08 November 2007

There is a Season (Marita van der Vyver)

When I encountered Marita van der Vyver’s last book, Where the Heart is, I described it as ‘a pretty cake tin filled with slices of life’ and I mentioned how some of its tongue-in-cheek comments on people and personalities ‘made my shoulders shake with such uncontrollable mirth that I woke the sleeping man at my side’.

Well, Marita’s done it again. This time, when my chuckles woke the (same) man beside me, he knew enough to ask, “It’s that Afrikaans author again, isn’t it?”

There is a Season (translated from the Afrikaans Vergenoeg) is both very funny and very heart-breaking. It gives us Adele, a charismatic woman of 60, who leaves hospital to go home to rural Vergenoeg and die of cancer – in the arms of her adult daughters, the irritatingly responsible San and the unashamedly irreverent Bella.

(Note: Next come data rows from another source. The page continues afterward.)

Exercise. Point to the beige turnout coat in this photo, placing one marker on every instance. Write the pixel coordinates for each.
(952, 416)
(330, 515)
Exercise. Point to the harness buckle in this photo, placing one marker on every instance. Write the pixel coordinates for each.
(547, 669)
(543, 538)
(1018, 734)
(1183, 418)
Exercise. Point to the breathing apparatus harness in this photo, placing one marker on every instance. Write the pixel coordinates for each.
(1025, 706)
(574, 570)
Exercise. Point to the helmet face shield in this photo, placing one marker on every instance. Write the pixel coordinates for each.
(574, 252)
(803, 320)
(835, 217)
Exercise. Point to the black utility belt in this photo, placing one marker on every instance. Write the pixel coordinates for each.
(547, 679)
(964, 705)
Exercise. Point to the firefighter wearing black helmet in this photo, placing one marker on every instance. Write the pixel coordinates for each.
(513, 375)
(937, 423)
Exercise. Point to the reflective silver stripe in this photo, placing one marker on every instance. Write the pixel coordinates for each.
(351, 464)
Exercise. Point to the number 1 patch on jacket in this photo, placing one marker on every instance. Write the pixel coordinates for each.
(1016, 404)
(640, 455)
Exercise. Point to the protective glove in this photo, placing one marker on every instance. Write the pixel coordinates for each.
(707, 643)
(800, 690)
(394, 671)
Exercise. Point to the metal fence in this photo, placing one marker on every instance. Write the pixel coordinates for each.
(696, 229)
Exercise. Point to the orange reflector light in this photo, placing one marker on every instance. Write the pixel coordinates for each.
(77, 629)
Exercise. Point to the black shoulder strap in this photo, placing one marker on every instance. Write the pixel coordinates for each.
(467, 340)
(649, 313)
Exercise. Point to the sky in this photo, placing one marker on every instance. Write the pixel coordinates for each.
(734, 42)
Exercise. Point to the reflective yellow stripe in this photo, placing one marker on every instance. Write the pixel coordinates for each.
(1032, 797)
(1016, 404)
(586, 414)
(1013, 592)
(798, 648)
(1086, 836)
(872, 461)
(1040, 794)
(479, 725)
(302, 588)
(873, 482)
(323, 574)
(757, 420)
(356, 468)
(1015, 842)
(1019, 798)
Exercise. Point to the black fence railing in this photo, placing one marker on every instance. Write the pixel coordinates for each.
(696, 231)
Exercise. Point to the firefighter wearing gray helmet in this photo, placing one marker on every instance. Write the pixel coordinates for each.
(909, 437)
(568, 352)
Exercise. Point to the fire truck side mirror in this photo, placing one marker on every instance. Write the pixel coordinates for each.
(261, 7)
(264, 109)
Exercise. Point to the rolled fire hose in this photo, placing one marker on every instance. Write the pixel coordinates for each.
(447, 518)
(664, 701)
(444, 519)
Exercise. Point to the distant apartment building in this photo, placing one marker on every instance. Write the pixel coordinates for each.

As Adele's physical deterioration – and the feelings that accompany this process – is described in painful detail, we ache for all three characters. And we’re reminded of mothers and daughters and family and fights and present selves and past mistakes and journeys that, in the end, have nothing and everything to do with death.

Like Where the Heart is, There is a Season doesn’t read at all like a translation, instead featuring beautiful English flavoured with whimsical ingredients and delicious dialogue.